Search code examples
postgresqlamazon-rdsparquet

How to load an RDS snapshot (in parquet format) into a local PostgreSQL


There are a million tutorials on how to import PostgreSQL data into RDS, and how to export RDS database snapshots to S3, and how to convert from PostgreSQL to Parquet, but I can't find a single article or SO question about how to properly go the other way: I need to load a database snapshot that RDS exported to S3 (as a series of directories and parquet files) into a local PostgreSQL instance.

I exported the data just fine, and synced it to my local system using the AWS CLI:

aws s3 cp s3://snapshotbucketname .

But what comes next, now that I have the actual snapshot living on my drive? What's the correct way to turn this from "not a psql database at all" into a psql database that I can work with locally?


Solution

  • As far as I can tell this is straight up not possible using the AWS console and CLI tool. Instead you need to set up your database in RDS to be in a VPC that you can access, so that you can then use pg_dump to download your database, after which you can use pg_restore locally.

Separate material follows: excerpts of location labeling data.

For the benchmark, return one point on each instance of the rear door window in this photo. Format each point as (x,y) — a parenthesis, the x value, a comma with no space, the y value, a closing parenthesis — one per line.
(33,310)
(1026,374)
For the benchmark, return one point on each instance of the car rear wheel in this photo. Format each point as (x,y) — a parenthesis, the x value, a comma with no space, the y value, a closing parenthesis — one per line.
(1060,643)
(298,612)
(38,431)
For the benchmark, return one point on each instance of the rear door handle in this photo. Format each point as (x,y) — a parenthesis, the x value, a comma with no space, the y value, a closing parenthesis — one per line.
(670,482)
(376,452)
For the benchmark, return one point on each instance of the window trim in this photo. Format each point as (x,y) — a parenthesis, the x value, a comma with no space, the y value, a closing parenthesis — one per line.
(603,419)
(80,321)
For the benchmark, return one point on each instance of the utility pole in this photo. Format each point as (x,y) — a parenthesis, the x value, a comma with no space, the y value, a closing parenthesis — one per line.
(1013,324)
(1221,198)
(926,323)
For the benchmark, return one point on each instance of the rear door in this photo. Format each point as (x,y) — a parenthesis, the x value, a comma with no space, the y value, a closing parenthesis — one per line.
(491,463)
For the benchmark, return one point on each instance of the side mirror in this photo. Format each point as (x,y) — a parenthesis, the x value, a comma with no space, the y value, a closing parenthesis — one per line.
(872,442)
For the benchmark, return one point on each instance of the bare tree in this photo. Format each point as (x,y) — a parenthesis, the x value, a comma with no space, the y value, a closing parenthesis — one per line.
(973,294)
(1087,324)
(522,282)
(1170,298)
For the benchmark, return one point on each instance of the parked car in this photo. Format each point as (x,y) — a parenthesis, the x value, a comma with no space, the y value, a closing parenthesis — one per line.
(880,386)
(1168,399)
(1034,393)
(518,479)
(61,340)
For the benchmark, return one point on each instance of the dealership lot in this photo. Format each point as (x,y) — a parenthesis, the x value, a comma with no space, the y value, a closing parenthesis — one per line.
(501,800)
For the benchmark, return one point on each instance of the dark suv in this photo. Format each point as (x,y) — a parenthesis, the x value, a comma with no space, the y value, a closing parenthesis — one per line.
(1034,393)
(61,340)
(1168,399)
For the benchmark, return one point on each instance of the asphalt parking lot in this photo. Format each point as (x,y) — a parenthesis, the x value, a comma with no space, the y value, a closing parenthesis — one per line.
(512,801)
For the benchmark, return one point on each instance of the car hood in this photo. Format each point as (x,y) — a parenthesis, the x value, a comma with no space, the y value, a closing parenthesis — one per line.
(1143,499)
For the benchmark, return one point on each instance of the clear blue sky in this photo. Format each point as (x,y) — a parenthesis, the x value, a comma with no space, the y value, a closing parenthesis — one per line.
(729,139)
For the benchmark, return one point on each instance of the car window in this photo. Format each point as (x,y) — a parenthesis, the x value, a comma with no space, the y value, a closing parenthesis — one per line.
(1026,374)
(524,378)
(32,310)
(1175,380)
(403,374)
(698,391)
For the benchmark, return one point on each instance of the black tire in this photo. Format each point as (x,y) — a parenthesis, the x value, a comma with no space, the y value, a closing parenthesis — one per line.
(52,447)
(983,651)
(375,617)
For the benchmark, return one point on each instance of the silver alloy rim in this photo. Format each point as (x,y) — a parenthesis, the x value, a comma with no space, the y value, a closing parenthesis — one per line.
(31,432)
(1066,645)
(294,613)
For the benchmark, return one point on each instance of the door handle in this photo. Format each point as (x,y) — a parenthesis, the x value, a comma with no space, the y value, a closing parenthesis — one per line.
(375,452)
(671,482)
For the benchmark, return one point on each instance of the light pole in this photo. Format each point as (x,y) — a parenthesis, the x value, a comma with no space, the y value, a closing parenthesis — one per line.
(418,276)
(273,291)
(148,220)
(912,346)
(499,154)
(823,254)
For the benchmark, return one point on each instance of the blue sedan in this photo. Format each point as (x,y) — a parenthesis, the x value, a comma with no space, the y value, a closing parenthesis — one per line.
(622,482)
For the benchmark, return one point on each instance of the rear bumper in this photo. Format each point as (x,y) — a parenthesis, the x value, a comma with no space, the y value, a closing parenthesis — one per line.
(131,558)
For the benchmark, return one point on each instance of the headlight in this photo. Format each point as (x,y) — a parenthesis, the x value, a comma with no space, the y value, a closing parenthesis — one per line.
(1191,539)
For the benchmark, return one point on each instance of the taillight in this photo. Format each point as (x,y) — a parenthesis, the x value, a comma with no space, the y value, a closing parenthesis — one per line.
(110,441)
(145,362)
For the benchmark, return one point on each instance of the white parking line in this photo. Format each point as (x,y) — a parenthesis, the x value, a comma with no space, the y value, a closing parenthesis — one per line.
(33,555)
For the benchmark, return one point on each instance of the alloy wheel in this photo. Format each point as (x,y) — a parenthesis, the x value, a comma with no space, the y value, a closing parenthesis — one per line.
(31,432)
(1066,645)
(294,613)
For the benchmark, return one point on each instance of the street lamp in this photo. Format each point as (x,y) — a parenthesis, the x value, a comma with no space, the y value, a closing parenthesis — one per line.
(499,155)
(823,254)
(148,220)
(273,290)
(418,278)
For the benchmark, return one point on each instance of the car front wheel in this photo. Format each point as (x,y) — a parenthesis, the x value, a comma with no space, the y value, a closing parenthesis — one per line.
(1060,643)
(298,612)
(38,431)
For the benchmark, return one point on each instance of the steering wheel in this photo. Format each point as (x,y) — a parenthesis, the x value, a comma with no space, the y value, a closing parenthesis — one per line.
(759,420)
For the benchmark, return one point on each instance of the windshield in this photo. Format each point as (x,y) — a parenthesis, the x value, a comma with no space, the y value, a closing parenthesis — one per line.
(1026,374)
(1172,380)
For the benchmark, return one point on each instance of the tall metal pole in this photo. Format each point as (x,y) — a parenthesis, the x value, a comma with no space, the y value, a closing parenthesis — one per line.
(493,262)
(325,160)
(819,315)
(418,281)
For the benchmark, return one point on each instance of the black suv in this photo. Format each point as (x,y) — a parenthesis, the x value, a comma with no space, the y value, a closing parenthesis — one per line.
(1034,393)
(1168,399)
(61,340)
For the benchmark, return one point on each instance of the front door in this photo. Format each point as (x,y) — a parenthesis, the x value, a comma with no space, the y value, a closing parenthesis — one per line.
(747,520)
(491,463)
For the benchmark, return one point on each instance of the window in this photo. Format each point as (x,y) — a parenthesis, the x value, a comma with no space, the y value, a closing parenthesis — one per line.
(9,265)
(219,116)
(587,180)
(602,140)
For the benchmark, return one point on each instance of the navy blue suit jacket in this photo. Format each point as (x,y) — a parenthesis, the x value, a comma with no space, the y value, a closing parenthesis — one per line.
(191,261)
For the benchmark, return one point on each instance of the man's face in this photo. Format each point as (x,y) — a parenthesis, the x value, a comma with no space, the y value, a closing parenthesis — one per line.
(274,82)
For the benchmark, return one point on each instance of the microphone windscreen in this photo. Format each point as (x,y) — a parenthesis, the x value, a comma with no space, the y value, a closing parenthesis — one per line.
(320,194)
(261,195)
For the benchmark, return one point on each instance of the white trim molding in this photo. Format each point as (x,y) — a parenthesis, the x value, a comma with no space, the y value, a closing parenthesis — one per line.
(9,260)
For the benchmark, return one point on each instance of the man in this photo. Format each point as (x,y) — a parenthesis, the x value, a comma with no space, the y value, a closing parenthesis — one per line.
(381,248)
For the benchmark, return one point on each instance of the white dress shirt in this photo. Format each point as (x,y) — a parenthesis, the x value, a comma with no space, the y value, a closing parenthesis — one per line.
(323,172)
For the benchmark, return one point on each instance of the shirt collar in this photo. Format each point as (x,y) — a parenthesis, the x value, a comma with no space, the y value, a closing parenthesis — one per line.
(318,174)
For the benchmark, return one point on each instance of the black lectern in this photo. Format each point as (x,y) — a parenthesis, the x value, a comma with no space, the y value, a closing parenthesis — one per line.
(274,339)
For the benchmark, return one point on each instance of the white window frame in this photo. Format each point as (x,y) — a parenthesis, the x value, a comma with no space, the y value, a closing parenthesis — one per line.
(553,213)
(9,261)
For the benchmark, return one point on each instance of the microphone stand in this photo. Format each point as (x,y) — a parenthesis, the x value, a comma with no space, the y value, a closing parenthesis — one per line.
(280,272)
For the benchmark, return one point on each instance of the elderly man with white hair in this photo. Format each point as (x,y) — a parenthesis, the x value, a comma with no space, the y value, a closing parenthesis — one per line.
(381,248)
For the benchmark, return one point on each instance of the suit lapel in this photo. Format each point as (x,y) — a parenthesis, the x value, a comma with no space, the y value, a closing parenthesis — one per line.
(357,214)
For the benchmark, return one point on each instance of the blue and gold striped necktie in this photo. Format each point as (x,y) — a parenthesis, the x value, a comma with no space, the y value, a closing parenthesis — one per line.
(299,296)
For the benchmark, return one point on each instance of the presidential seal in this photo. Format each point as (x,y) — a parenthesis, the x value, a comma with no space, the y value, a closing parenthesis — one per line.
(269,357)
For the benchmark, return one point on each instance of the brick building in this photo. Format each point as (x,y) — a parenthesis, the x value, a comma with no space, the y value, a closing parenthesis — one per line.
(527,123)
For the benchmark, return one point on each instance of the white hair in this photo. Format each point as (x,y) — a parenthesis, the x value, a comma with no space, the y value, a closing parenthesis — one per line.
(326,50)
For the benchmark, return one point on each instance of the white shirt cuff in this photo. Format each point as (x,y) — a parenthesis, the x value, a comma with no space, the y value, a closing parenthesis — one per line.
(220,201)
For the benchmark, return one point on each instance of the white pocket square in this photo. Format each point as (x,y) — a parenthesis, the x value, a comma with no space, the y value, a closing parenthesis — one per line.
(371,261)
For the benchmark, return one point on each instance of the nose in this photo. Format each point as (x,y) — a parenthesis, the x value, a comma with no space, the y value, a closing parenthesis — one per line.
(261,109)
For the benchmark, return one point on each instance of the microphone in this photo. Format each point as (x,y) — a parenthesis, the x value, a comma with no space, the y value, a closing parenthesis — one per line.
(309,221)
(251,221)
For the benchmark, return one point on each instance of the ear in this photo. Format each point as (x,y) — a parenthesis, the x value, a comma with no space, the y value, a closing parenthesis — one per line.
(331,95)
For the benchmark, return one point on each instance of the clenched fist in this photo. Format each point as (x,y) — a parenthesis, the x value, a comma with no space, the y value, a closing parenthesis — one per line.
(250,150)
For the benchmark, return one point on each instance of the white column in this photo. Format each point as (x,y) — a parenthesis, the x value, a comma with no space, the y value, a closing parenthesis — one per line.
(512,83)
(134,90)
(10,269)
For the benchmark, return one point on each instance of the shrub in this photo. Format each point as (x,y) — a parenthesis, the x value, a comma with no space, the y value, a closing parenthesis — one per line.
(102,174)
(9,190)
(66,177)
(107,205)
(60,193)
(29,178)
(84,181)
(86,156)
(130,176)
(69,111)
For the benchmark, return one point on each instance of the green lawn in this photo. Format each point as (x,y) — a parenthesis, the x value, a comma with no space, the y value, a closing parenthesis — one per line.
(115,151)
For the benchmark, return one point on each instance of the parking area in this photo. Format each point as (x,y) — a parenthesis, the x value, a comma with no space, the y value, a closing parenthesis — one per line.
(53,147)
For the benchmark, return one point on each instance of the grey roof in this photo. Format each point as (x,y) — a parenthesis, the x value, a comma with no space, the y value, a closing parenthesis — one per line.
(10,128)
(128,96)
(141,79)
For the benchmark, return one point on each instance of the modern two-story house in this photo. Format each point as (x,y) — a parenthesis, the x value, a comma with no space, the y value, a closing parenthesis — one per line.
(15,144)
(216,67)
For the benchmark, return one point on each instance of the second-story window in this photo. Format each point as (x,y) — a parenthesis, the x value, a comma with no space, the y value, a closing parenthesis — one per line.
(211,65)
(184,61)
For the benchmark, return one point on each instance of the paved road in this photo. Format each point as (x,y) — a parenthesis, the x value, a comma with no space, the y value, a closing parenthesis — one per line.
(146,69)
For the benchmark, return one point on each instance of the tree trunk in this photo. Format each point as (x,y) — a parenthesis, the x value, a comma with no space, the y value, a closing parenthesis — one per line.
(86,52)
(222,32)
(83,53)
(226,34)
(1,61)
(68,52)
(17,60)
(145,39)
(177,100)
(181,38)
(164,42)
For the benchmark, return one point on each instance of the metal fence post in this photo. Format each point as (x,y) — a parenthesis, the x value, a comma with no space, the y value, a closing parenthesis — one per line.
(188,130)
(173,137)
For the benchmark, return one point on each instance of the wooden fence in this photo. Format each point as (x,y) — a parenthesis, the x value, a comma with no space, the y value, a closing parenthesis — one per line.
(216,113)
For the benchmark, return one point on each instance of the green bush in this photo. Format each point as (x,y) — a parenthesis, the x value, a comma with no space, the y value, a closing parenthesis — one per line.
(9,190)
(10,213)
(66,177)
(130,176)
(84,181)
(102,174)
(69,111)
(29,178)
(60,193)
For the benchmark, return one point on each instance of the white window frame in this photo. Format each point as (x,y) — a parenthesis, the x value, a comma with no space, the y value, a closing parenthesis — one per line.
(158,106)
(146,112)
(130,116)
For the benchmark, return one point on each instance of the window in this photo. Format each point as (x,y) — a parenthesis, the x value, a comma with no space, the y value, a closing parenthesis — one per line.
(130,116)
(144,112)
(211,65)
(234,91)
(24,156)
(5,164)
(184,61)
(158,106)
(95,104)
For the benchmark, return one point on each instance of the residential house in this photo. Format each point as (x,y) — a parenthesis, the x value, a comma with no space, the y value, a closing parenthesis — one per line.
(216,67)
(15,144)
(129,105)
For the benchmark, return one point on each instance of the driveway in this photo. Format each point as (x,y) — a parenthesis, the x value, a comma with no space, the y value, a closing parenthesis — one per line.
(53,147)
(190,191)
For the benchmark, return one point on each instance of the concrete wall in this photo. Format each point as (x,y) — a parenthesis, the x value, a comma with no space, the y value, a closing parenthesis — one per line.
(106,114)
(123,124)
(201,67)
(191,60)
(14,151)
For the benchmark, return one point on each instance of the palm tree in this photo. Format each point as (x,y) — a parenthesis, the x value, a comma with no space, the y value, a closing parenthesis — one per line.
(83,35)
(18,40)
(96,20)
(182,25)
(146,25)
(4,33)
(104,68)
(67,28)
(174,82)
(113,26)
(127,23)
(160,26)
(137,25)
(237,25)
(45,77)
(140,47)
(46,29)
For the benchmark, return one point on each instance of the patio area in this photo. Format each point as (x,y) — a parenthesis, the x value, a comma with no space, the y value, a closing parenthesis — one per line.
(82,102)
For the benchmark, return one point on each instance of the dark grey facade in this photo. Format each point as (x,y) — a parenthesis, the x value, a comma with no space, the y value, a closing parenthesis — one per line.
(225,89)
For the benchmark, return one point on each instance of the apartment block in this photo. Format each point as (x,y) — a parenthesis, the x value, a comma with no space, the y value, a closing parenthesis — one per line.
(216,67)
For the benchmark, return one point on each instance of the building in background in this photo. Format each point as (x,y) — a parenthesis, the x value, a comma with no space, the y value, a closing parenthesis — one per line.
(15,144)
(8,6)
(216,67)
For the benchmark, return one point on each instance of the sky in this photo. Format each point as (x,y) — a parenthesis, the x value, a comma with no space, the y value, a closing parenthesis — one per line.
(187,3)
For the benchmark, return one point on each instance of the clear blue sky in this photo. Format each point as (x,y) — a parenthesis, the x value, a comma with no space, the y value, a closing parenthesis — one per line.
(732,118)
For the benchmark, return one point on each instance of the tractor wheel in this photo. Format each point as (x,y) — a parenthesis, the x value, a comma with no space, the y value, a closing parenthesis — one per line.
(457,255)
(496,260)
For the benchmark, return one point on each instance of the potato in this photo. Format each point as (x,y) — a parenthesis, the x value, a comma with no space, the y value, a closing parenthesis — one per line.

    For prod databases, they're in a VPC that's heavily restricted (if configured right) and the odds that you directly connect to it are near zero. In those cases, take a snapshot of the database ("maintenance" tab in the RDS console), then select that snapshop, and restore it to a new database, in a VPC and part of a security group that you do have access to. Once that's done, dump it, deleted the new database, and then delete the snapshot so you don't have a phantom db hanging around costing you money.